Kindle Gets Downgraded To An Expensive Thermostat

Kindle thermometer

E-readers are awesome, don’t get us wrong — but if you have an old one collecting dust, why not use it for something? [John] decided to hack his old Kindle  to act like a thermometer!

The Kindle’s Linux OS is re-purposed to use the Freescale CPU’s internal temperature sensor as a thermometer — since it’s not doing anything most the time, it should be relatively accurate of the ambient temperature.

Unlike some of [John’s] earlier hacks, this one is completely self-contained and reversible. In fact, it’s just a few scripts that check the temperature every minute and then display it in large digits on the screen. The buttons allow you to convert units or reverse boot to the original Kindle software. It can even graph the recent temperature! It makes for a very easy to read outdoor thermometer.

And not to waste all of its hardware features, [John] also set it up to act as a web server, sending the temperature data via port 8014.

You could also take it a step further and have a full weather station, in a nice wooden frame.

14 thoughts on “Kindle Gets Downgraded To An Expensive Thermostat

    1. The Kindle is ‘jailbroken’ — basically you can get access to the Linux OS internally in it.
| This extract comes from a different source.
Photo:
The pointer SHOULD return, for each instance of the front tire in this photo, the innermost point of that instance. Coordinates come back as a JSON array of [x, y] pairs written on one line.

The thermometer program(s) then just stop the book display program, take over the display and with a combination of shell scripts and awk programs display the temperature.

  1. “it should be relatively accurate of the ambient temperature.”
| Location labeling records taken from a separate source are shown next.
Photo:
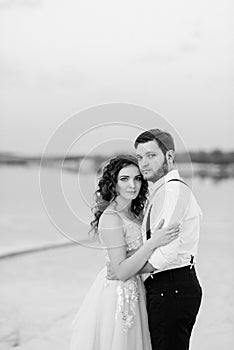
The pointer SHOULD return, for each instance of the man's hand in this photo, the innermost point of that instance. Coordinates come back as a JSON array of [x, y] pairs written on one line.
[[110, 273]]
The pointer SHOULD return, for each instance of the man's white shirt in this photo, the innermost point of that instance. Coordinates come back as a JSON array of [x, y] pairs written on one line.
[[175, 203]]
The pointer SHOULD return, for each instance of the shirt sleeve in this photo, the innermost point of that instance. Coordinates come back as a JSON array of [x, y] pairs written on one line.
[[172, 211]]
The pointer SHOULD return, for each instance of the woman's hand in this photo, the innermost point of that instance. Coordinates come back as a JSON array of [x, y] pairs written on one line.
[[162, 236]]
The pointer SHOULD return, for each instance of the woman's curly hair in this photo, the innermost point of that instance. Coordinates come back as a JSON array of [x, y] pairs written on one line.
[[106, 191]]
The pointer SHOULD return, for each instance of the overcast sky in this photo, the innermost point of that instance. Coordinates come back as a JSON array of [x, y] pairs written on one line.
[[58, 57]]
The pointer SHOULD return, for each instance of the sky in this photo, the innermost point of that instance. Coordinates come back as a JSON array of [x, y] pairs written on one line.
[[59, 58]]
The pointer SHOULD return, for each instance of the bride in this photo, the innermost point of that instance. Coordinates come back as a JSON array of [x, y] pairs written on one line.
[[113, 314]]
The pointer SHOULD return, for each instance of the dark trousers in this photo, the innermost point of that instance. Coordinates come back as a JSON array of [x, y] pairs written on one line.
[[173, 301]]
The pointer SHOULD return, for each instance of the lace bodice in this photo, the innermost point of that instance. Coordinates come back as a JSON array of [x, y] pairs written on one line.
[[128, 291], [132, 235]]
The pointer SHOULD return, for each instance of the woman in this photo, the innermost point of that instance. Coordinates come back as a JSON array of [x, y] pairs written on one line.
[[113, 315]]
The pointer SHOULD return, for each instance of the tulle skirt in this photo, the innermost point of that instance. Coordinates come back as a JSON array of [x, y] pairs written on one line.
[[112, 317]]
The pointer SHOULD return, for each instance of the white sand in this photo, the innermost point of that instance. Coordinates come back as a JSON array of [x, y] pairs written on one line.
[[40, 294]]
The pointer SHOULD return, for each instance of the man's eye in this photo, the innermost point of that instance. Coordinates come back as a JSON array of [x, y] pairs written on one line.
[[151, 155]]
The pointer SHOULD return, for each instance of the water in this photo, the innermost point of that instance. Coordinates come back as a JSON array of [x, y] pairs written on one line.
[[24, 222]]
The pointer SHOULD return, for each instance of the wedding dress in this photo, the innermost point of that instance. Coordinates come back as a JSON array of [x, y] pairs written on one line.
[[113, 314]]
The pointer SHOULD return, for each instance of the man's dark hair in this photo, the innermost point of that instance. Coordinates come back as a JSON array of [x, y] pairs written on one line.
[[164, 139]]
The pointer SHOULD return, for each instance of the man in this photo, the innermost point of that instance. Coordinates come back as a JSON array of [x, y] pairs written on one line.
[[173, 291]]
    And was that guess checked? Seems like the system will always be at least a few degrees higher then ambient.

    1. You forgot to include the first part of the quote;

      “since it’s not doing anything most the time, ”

      With this program, the CPU only does several computations *per minute*. 12 updates of the dots on the bottom of the screen, and a few to poll and display the temperature.

      That’s pretty much 0% CPU load, it’s likely to be close enough.

      1. The CPU load is quite light. The sensor is not perfect (different Kindles give different results), and the code has an option to subtract out a fixed error — either from the sensor itself, or self-heating.